Let's say that we wanted to take the indefinite integral of ( x^2 \times (3x - 1) , dx ). Pause this video and see if you can evaluate this.

So you might be saying, "Oh, what kind of fancy technique could I use?" But you will see sometimes the fanciest or maybe the least fancy but the best technique is to just simplify this algebraically.

So in this situation, what happens if we distribute this ( x^2 )? Well then, we're going to get a polynomial here within the integral. So this is going to be equal to the integral of ( x^2 \times 3x = 3x^3 ) and then negative 1 times ( x^2 = -x^2 ), and then that times ( dx ).

Now, this is pretty straightforward to evaluate. This is going to be equal to the anti-derivative of ( x^3 ), which is ( \frac{x^4}{4} ). So this is going to be ( \frac{3x^4}{4} ). I could write it that way or let me just write it ( \frac{x^4}{4} ).

Then the anti-derivative of ( x^2 ) is ( \frac{x^3}{3} ), so minus ( \frac{x^3}{3} ). This is an indefinite integral; there might be a constant there, so let me write that down, and we're done.

The big takeaway is you just have to do a little bit of distribution to get a form where it's easy to evaluate the anti-derivative.

Let's do another example. Let's say that we want to take the indefinite integral of ( \frac{x^3 + 3x^2 - 5}{x^2} , dx ). What would this be? Pause the video again and see if you can figure it out.

So once again, your brain might want to try to do some fancy tricks or whatever else, but the main insight here is to realize that you could just simplify it algebraically.

What happens if you just divide each of these terms by ( x^2 )? Well then this thing is going to be equal to, put some parentheses here: ( \frac{x^3}{x^2} = x ), ( \frac{3x^2}{x^2} = 3 ), and then ( \frac{-5}{x^2} ) you could just write that as ( -5x^{-2} ).

So once again, we just need to use the reverse power rule here to take the anti-derivative. This is going to be, let's see, the anti-derivative of ( x ) is ( \frac{x^2}{2} ), ( \frac{x^2}{2} + 3x ), and the anti-derivative of ( -5x^{-2} ).

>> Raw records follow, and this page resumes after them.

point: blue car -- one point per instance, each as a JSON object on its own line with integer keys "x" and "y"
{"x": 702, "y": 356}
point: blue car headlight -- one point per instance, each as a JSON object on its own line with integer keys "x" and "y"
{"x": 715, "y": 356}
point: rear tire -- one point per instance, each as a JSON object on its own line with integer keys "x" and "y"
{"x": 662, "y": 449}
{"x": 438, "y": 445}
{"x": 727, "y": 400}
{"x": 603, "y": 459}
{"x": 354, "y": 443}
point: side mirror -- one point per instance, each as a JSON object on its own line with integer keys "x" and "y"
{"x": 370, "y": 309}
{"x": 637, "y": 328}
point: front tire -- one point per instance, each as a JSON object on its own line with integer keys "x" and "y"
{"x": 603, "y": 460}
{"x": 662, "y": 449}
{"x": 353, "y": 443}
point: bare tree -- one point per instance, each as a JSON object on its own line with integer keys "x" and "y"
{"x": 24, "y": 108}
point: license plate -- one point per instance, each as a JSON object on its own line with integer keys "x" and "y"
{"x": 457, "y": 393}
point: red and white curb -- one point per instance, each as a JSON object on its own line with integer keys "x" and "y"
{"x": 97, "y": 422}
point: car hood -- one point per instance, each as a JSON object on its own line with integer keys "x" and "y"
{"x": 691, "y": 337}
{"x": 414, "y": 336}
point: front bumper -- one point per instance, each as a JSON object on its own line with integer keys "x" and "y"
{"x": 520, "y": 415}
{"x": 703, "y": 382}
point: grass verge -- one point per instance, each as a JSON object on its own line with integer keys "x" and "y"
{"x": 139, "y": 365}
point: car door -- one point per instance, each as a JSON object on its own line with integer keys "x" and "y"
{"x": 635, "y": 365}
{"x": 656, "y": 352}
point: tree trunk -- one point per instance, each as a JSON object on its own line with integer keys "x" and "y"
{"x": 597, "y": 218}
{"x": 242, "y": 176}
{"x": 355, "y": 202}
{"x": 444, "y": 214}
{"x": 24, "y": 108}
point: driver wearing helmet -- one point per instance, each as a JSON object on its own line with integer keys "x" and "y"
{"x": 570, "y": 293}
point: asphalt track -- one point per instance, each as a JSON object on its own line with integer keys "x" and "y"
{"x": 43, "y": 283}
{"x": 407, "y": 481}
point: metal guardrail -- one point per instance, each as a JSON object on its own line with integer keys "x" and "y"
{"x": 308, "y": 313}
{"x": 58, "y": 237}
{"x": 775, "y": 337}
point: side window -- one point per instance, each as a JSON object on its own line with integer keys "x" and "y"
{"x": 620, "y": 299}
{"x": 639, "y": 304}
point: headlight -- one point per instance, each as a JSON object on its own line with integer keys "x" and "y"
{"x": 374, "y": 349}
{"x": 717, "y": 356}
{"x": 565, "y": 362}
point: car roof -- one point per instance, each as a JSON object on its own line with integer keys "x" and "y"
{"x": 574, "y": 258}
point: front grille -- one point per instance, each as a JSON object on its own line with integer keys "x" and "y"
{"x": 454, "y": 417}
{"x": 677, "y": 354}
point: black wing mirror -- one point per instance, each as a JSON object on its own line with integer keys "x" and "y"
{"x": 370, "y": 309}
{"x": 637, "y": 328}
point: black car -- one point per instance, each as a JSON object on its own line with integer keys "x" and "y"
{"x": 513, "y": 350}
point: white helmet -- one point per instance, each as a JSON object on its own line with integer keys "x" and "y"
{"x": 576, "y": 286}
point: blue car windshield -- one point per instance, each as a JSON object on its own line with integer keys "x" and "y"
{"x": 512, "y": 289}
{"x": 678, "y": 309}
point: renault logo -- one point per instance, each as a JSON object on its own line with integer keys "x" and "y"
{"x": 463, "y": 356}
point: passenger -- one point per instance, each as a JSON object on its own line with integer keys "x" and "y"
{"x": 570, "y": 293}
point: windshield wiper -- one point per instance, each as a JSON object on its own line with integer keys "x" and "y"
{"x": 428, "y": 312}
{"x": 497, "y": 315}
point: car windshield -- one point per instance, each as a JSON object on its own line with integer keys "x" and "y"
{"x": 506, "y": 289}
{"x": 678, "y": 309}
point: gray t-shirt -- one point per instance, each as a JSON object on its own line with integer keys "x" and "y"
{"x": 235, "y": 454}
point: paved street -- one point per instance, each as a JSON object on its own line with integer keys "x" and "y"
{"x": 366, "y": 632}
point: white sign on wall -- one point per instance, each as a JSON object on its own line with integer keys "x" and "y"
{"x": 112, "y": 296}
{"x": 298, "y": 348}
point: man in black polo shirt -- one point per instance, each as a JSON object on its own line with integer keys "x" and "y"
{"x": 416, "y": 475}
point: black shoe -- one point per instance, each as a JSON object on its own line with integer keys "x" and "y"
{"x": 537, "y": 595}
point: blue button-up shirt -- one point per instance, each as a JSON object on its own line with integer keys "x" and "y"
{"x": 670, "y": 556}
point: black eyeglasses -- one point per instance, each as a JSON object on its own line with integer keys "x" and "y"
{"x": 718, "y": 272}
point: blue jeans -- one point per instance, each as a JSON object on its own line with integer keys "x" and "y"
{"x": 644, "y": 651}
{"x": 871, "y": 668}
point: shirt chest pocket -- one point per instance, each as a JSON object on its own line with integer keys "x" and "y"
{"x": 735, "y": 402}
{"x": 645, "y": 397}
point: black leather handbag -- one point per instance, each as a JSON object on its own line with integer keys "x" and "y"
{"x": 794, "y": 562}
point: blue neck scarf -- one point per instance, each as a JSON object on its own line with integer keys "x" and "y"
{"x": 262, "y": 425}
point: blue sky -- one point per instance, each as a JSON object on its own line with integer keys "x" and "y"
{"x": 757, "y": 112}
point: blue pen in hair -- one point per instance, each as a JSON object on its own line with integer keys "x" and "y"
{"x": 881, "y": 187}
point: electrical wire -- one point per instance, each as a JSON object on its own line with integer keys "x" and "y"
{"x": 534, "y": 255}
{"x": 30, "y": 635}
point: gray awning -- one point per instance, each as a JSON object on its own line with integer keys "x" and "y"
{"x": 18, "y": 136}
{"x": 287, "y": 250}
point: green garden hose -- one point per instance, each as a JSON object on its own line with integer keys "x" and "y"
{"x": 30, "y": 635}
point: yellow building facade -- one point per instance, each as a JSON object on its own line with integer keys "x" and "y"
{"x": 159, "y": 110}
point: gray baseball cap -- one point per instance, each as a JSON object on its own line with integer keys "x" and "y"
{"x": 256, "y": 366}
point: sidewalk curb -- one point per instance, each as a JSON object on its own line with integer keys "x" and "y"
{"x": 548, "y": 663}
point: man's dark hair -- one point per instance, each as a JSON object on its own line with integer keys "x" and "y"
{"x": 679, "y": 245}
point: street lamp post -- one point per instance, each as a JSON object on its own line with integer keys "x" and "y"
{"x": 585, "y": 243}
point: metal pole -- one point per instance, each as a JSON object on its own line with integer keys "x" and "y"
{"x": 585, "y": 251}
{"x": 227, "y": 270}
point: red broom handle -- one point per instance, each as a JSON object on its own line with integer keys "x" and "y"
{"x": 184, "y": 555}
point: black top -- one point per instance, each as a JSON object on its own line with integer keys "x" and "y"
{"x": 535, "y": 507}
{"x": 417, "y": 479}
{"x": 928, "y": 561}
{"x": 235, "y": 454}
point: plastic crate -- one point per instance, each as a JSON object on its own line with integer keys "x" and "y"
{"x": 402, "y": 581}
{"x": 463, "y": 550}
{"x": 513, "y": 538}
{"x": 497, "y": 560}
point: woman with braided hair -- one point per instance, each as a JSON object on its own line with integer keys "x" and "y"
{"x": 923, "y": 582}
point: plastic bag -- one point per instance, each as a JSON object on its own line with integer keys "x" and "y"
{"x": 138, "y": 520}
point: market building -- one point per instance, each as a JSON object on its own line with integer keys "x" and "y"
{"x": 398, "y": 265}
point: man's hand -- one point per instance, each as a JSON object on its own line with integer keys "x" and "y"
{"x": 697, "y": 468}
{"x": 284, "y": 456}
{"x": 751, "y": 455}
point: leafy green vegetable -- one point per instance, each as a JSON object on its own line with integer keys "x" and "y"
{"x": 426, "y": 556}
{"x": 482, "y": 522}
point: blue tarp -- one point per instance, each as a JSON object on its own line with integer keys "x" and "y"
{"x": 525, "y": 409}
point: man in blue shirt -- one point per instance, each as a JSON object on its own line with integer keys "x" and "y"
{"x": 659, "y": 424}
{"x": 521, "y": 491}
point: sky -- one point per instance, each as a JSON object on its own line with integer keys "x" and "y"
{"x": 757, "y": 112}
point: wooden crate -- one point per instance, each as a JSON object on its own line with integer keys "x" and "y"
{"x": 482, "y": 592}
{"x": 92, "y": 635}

So we would increment the exponent by 1 (positive 1) and then divide by that value. So there would be ( -5x^{-1} ), we're adding one to negative one, all of that divided by negative one, which is the same.

We could write it like that. Well, these two would just, you'd have a minus and then you're dividing by negative one, so it's really just going—you can rewrite it like this: ( +5x^{-1} ). You could take the derivative of this to verify that it would indeed give you that, and of course we can't forget our ( +C ). Never forget that if you're taking an indefinite integral.

All right, let's just do one more for good measure. Let's say we're taking the indefinite integral of ( \sqrt[3]{x^5} , dx ). Pause the video and see if you can evaluate this.

Try to write a little bit neater: ( \sqrt[3]{x^5} , dx ). Pause the video and try to figure it out.

So here, the realization is, well, if you just rewrite all this as one exponent, so this is equal to the indefinite integral of ( x^{\frac{5}{3}} , dx ). I just rewrote the cube root as the ( \frac{1}{3} ) power ( dx ), which is the same thing as the integral of ( x^{\frac{5}{3}} ).

Many of you might have just gone straight to this step right over here. Then once again, we just have to use the reverse power rule. This is going to be ( x^{\frac{5}{3}} ).

If I raise something to a power and then raise that to a power, I can multiply those two exponents; that's just exponent properties. So, ( x^{\frac{5}{3}} , dx ). We increment this ( \frac{5}{3} ) by 1 or we can add ( \frac{3}{3} ) to it, so it's ( x^{\frac{8}{3}} ).

Then we divide by ( \frac{8}{3} ) or multiply by its reciprocal. So we could just say ( \frac{3}{8} \times x^{\frac{8}{3}} ).

And of course, we have our ( +C ) and verify this. If you use the power rule here, you'd have ( \frac{8}{3} \times \frac{3}{8} ) would just give you a coefficient of 1, and then you decrement this by 1.

You get to ( \frac{5}{3} ), which is exactly what we originally had. So the big takeaway of this video: many times the most powerful integration technique is literally just algebraic simplification first.